The determinants of cross-country differences in fintech and bigtech credit markets
Oskar Kowalewski - IESEG School of Management and Polish Academy of Sciences;
Paweł Pisany - Polish Academy of Sciences;
Emil Ślązak - Warsaw School of Economics
-- The development of financial technology (fintech) has changed the way financial services are provisioned across countries and, more importantly, it seems to be changing the way we think of banking and finance. Technology shapes banks’ practices and can be used to boost their effectiveness, but it also creates opportunities for alternative financial business models to prevail.
The availability of non-banking online personal loans, home equity loans and home equity lines of credit, peer-to-peer financing online platforms and marketplace platforms with various types of financial products, and business-dedicated financing models, such as merchant-cash advances, supply-chain financing, and digital invoice trading, has enriched the landscape of modern credit markets. Consequently, the position of banks and other traditional financial institutions that are still leaders in credit markets are being subjected to pressure nowadays and may be perceived as being undermined by small fintech and bigtech firms, with the latter being large technology companies entering financial markets.
In our latest empirical study, “What determines cross-country differences in fintech and bigtech credit markets?”, we have attempted to shed light on the factors affecting the development of fintech and bigtech credit services while using the most recent, comprehensive database prepared by Cornelli et al. (2020). We have sought to contribute to the rapidly growing literature (see, for example, Claessens et al., 2018; Rau, 2018; Haddad and Hornuf, 2019) mostly by investigating the cultural and social determinants of the development of alternative technology-based debt financing options (fintech and bigtech credit).

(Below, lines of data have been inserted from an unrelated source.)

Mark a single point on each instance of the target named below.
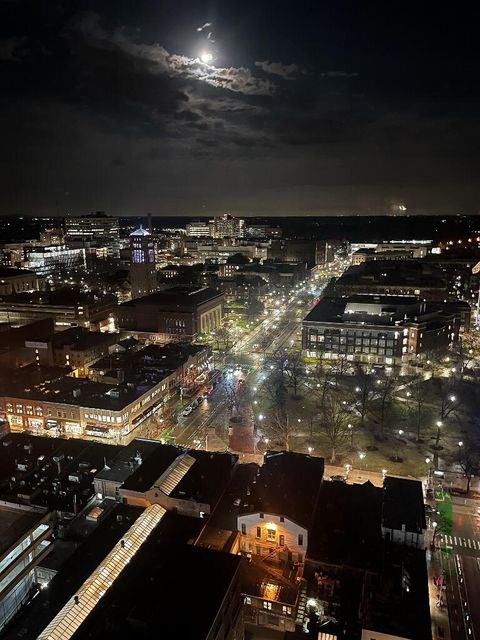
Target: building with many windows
(199, 229)
(47, 260)
(18, 280)
(68, 307)
(179, 313)
(92, 228)
(143, 277)
(24, 542)
(123, 390)
(378, 329)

Using a data sample from 94 countries from 2013–2019, we confirmed the relevance of the availability of credit data, both the traditional and alternative types, with the latter being known as the so-called “digital footprint.” Furthermore, we have provided evidence to confirm the positive role of strengthening Internet privacy protections in fostering the development of the fintech credit market, which may not necessarily be the case for the bigtech credit market.
We then discuss the positive impact of a high level of institutional quality on the development of alternative technology-driven credit options. The development of the fintech credit market is fostered by the strength of both principal institutions, like the rule of law, and credit-specific institutions, especially in terms of insolvency framework effectiveness; for bigtech credit, however, only the latter matters.
Interestingly, we found that unique national cultural profiles (proxied by the cultural dimensions outlined by Hofstede (2011)) can encourage the development of fintech and bigtech credit markets. The level of fintech credit market development is negatively associated with high Power distance index, Uncertainty avoidance index, and Long term index and is positively associated with the level of Individualism and Indulgence in a society. Conversely, the development of the bigtech credit market is positively interconnected with the Power distance index and Long term index, while it is negatively linked to Individualism and Indulgence. We believe that fintech credit services are perceived as “democratic,” decentralized, and entrepreneurial and are perceived as an alternative form of financing, while bigtech credit services are, from a cultural perspective, viewed as being based on just another corporate big business model, like banks. This leads to differentiation in which cultural factors support these technology-driven forms of debt financing. Finally, we showed that the fintech credit market develops faster in countries characterized by high levels of societal distrust toward banks. The opposite seems to be the case with the bigtech credit market.
In conclusion, our study presents the big picture of the links between the development of fintech and bigtech credit markets and a set of institutional, social, psychological, and cultural factors. Such factors enrich the way we understand the supporting environment for fintech and bigtech credit services and, more importantly, they can be used to confirm that the two types of technology-driven credit services are distinct phenomena that may have different links in various economies and societies. Bigtech and fintech credit should, therefore meet a balanced response from regulators and supervisors, taking into account their unique and different potential for monopolies as well as the various levels and unique nature of the risks to financial stability, consumer rights, privacy, transparency, and fairness.
This research was supported by the National Science Center (NCN), Poland, under grant no. 2019/33/B/HS4/00369.